Walking the hidden paths of Morocco
Nearly 700 years ago, a young man from Tangier set out on a road that would not let him rest for almost 30 years. Ibn Battuta crossed deserts and empires and, near the end of his wandering, took a long detour through the hills above Sylhet to meet a saint named Shah Jalal, who rose and embraced him. Today, if you fly out of Dhaka, you leave from Hazrat Shahjalal International Airport, and if you land in northern Morocco, you arrive at Tangier Ibn Battouta. Two airports, two countries, two men who once sat together in Bengal. The road between us is older than we think.
I came to Morocco for an engineering project, expecting to know it the way you know a worksite. Instead, the country took me by the sleeve. What follows is an invitation to walk a little of it with me, because the Morocco worth knowing is not the postcard. It is the one you meet on the road.
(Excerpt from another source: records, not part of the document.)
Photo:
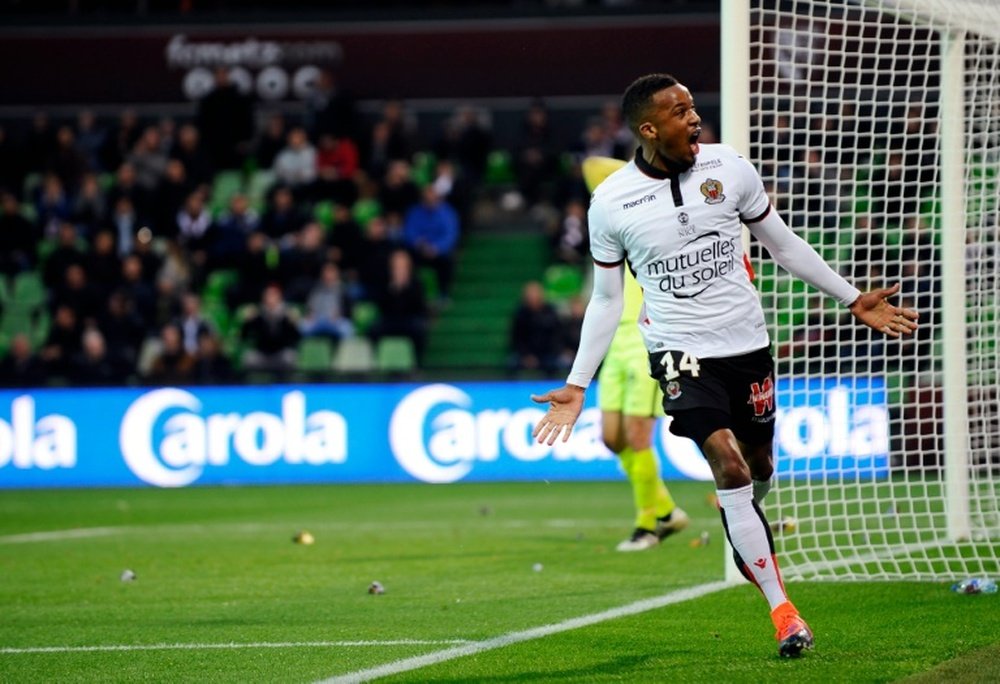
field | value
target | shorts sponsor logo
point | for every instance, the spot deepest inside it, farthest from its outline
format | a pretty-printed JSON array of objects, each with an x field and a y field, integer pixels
[{"x": 762, "y": 396}]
Picture leaving the Atlantic coast and driving inland. First, Fes, that great medieval maze where the lanes are too narrow for cars and a donkey still has right of way. Then Meknes and, beyond it, Volubilis, where Roman columns stand in a field of wildflowers as if the empire had only just stepped out. Near the white town of Moulay Idriss Zerhoun, two hills climb like a held breath, one of the holiest places in the country, named for the man who brought Islam to Morocco.
Beyond the postcard
You may mean only to pass through. You will not be allowed to. On the day of Eid a family pulled me into theirs, and I spent the hours with their children, sticky-fingered and laughing, in a town where I knew no one. I was far from my own family, in a country not my own, yet it was unmistakably Eid: the same prayers and the same sweetness in a different tongue. Moroccans give hospitality the way other people give directions, instinctively, as though your comfort had simply become their responsibility.
Drive on, and the land begins to climb. There is a night I will not forget at a petrol station in Azrou; nothing glamorous about it, only the tea pressed into my hands by strangers. The next morning brought cedar forests where wild monkeys come down to the roadside, and then Ifrane, a startling Alpine village of pitched roofs and tidy streets that King Hassan II raised out of the Middle Atlas Mountains. Higher still came the mountain lakes, the descent through Azilal to Demnate and the rock bridge at Iminifri.
Two braided stories
It is in these mountains that a second Morocco reveals itself. This is Amazigh country, the people the world once called Berbers, who were here long before the Arabs and remain the deep roots of the nation. On the coast you get by in Darija, the Moroccan Arabic that bends and clips its words until it is nearly a language of its own. In the Atlas, the air carries Tamazight instead, with its own ancient script, Tifinagh, which you notice on the road signs once you know to look. Morocco is not one story but two braided together, and the higher you climb, the more clearly you hear the older one.
The road keeps giving. East from the high peaks runs one of the most beautiful mountain passes in the country, twisting through the treacherous Atlas to Ouarzazate, the gateway to the Sahara, and the earthen towers of Ait Ben Haddou, where Gladiator was filmed. West lies the windswept calm of Essaouira and Agadir. Then far north to Tangier, where the Strait of Gibraltar lays Europe across the water like a rumour. In The Alchemist, Coelho sends a shepherd boy through this very city, chasing a treasure he will finally find back where he began. Here too is the museum to Ibn Battuta, and the symmetry of it lands: a Bangladeshi standing in the hometown of the man who once travelled to Bengal. Beyond lie Tetouan, the blue lanes of Chefchaouen, and the waterfalls of Akchour.
The gift of walking
Through all of it run the same small pleasures, and they are the ones to come for. Tajine lifted off a single shared dish. Couscous on a Friday. Msemmen, the flaky folded bread, is torn and drowned in honey. And always, everywhere, mint tea, poured from a great height, sweet enough to stand a spoon in, and never quite optional.
I read Coelho's The Pilgrimage after these travels, and it named something I had felt without words. Coelho walks the old road to Santiago expecting a sword at the end and learns slowly that the road itself was the gift, that the walking mattered more than the arriving. The climb to the summit of Mount Toubkal, the highest peak in North Africa, asked everything of me, and standing at the top, I understood the summit was never the point. The long road had been the point all along.
So consider this an invitation. Ibn Battuta's road still runs between Tangier and Bengal. You only have to set out.